Michael Moschen is one of the most innovative jugglers in recent history. He's famous as the pioneer of "contact juggling," a form of object manipulation that uses crystal spheres in constant motion. His other work uses traditional juggling objects in new and often unconventional ways. It bears little resemblance to the technical juggling you've seen in most circuses or on television. For example:

http://www.michaelmoschen.com/movies/player_threeball.html

I love this short piece. Moschen's presentation is at once impeccable and funny. It's less immediately impressive than conventional juggling, like tossing seven clubs in the air. Then again, the difficulty of this routine is disguised. Moschen is fluid and this makes it look easy. The theatricality of his performance is cute to us, perhaps cuter than it should be. There's a brilliance of form here, I think. And there's something subversive, toward the end of the clip, about allowing the ball to fall to the ground and bounce.

The most compelling part of the routine is when Moschen moves from three balls to just one. With only one ball in the air, what's left to work with? A lot, Moschen seems to be saying. Think of a traditional juggling act. A juggler starts with three balls, then moves up to four and five, or depending on his skill level, six or seven, eight. Moschen's routine is nothing like that. He never goes above three balls. He ends with one.

Imagine there's a saxophonist playing a single note on her instrument. The pitch is fixed beforehand. What's left to work with? Lots—articulation, vocalization, duration, intonation, inflection. Volume, vibrato, contour. Think of the note's emotional character. Think of its tone quality. Think of the note in time: subtle gradations in dynamics, changes in feeling, the length of its decay. Now imagine our saxophonist plays a second note. How much time elapses between one note and the next? Are they played with the same attack, the same intensity? What are their harmonic, melodic, and metric implications? What is the intervallic relationship between them? The musical relationship? The psychological relationship? Do they mean the same thing? What do they mean together?

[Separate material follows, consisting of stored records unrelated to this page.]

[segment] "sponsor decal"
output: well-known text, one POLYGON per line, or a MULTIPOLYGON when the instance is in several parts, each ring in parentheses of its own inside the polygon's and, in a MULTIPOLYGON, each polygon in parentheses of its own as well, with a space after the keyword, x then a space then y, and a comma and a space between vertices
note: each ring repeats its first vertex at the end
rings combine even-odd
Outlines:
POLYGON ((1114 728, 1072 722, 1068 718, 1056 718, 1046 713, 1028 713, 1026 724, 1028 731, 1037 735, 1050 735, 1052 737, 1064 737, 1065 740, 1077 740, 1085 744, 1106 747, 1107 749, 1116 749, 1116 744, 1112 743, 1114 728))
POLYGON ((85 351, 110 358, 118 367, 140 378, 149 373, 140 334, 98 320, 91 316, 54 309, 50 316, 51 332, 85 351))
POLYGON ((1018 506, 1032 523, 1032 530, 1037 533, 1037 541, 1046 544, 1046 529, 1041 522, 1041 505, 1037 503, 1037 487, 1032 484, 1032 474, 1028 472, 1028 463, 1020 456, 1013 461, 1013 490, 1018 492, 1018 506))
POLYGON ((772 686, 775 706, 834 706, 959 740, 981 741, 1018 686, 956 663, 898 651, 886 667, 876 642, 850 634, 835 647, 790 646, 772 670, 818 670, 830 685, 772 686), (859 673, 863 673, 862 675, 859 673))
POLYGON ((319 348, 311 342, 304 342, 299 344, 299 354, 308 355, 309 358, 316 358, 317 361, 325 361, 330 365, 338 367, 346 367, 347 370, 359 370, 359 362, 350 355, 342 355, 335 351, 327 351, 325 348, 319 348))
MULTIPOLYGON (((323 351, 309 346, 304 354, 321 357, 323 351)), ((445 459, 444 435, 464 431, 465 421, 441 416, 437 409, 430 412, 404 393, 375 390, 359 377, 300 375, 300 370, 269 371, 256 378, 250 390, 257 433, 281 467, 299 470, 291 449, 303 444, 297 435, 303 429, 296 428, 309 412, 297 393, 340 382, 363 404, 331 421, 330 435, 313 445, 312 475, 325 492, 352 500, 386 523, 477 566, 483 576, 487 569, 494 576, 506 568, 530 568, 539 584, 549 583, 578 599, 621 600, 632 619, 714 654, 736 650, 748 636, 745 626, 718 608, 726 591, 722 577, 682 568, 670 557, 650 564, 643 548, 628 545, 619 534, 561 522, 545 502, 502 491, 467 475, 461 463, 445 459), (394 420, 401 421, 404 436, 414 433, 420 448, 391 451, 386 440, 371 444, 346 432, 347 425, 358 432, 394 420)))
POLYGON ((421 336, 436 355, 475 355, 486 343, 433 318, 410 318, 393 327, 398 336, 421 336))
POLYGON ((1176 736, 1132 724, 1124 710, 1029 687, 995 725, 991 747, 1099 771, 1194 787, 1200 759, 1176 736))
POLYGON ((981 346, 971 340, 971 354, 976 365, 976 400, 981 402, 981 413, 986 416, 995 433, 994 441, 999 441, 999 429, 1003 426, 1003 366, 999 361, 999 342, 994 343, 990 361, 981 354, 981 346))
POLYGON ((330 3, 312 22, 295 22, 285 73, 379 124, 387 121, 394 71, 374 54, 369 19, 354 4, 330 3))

Imagine a simple kiss. One pair of lips on another pair of lips. Consider: the orientation of those lips, their softness, the degree to which they're parted. The openness of their mouths, the smoothness of the skin on their faces, the heaviness of their breath. The angle of inclination of the neck, the slack or tension in their posture, their relative body positions. The force of the kiss and the direction of that force. The nature of the relationship of the people kissing. If a man kisses a woman, what are his hands doing? The rest of his body? His eyes? What are his reasons for kissing her? A kiss can express love, impropriety, frivolity. Anger, irony, coarseness, hate. Bad kisses can be honest; good kisses dishonest. A kiss is sometimes "just a kiss"; other times it's much more than that. Kisses can be nervous, anticipated, despised.

So there are variables. A lot of them, way too many to be enumerated. Most variables we pass through life wholly unaware of, which is how it ought to be. Why become so absorbed in minutiae as to make the activities of life inappreciable? Still, we make choices in everything we do, constantly, without much forethought or reflection. Again consider: Whether we're juggling or we're kissing or shopping for groceries, there are variables. Many of them are of practical consequence. These can be manipulated to creative effect.